Gender-affirming surgery includes a range of procedures that help align a transgender or gender diverse person's body with their gender identity. As rates of gender-affirming surgery increase, family physicians will need to have the knowledge and skills to provide lifelong health care to this population. Physicians should conduct an anatomic survey or organ inventory with patients to determine what health screenings are applicable. Health care maintenance should follow accepted guidelines for the body parts that are present. Patients do not require routine breast cancer screening after mastectomy; however, because there is residual breast tissue, symptoms of breast cancer warrant workup. After masculinizing genital surgery, patients should have lifelong follow-up with a urologist familiar with gender-affirming surgery. If a prostate examination is indicated after vaginoplasty, it should be performed vaginally.

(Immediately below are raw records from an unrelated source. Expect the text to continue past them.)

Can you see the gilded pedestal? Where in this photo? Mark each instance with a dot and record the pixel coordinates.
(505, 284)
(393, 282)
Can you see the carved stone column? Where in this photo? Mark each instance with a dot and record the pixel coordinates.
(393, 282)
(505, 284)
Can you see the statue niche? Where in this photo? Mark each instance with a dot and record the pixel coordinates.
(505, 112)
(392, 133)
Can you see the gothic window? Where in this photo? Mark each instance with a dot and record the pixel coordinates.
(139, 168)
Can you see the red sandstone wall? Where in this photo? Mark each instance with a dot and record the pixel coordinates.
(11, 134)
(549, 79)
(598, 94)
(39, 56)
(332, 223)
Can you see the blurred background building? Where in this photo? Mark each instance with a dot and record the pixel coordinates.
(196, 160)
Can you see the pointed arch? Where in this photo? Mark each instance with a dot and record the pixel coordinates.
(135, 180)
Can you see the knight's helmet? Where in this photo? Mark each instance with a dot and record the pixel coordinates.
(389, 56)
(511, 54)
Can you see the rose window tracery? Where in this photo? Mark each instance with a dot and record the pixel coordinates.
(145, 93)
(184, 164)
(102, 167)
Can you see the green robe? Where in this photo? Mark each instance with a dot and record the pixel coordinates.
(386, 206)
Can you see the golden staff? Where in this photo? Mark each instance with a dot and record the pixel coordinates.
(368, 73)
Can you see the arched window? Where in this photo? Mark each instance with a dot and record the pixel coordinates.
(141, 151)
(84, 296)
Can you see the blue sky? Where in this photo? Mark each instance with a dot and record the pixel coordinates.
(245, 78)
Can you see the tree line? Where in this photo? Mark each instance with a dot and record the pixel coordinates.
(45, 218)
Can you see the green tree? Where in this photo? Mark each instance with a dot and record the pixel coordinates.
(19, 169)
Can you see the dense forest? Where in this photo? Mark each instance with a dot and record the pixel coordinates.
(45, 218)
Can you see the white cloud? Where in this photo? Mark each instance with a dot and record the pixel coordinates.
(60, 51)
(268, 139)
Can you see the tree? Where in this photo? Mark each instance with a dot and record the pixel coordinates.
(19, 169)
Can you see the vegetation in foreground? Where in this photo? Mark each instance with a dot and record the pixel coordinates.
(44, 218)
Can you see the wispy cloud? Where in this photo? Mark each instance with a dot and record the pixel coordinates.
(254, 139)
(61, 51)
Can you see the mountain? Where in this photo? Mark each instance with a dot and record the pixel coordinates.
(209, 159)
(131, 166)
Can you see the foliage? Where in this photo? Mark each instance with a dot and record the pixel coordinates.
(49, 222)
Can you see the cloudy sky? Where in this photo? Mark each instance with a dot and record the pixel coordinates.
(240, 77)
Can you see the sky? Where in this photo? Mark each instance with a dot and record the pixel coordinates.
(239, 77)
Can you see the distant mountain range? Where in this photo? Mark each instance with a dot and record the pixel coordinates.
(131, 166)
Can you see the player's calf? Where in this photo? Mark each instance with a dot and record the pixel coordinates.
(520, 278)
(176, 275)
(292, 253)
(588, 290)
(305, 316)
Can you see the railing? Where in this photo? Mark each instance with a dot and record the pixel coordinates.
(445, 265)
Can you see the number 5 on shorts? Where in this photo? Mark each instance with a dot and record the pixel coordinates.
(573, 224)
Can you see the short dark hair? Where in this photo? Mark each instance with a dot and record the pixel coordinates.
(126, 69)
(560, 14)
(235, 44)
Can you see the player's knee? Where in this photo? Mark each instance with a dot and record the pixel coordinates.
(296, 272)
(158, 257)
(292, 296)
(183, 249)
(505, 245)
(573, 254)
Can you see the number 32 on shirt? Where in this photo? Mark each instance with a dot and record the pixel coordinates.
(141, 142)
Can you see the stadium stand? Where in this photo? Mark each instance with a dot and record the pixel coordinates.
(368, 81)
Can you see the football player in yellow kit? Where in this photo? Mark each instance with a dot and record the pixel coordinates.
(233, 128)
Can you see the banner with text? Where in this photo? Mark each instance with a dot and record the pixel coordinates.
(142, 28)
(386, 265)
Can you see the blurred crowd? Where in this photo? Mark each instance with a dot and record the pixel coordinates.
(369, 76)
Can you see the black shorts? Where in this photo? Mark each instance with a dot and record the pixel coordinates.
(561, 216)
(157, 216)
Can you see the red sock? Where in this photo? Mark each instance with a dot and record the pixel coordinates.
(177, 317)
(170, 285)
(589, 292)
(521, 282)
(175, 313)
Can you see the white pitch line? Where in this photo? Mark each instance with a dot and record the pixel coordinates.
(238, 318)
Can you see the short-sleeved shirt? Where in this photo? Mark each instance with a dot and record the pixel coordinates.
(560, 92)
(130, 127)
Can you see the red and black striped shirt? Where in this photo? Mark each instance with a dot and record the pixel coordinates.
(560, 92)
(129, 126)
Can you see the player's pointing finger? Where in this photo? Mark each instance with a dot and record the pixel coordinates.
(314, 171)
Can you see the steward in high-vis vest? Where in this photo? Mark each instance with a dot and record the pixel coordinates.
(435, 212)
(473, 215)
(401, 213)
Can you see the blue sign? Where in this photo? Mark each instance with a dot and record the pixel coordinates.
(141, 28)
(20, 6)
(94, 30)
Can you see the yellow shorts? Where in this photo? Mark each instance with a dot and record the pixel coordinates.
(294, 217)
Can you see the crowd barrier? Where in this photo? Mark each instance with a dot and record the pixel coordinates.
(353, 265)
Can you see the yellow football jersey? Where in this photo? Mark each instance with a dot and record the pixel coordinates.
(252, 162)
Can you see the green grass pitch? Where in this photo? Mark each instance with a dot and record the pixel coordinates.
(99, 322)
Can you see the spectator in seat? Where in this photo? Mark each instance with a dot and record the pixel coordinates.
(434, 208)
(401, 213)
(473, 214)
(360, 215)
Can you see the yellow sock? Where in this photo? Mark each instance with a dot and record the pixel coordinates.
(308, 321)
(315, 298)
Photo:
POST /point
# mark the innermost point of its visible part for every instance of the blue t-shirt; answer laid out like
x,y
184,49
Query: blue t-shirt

If a pelvic examination is indicated after vaginoplasty, it should be performed with a Pederson speculum or anoscope. After gonadectomy, patients require hormone therapy to prevent long-term morbidity associated with hypogonadism, including osteoporosis. The risk of sexually transmitted infections may change after genital surgery depending on the tissue used for the procedure. Patients should be offered the same testing and treatment for sexually transmitted infections as cisgender populations, with site-specific testing based on sexual history. If bowel tissue is used in vaginoplasty, vaginal bleeding may be caused by adenocarcinoma or inflammatory bowel disease. (Am Fam Physician. 2024;109(6):560-565. Copyright © 2024 American Academy of Family Physicians.)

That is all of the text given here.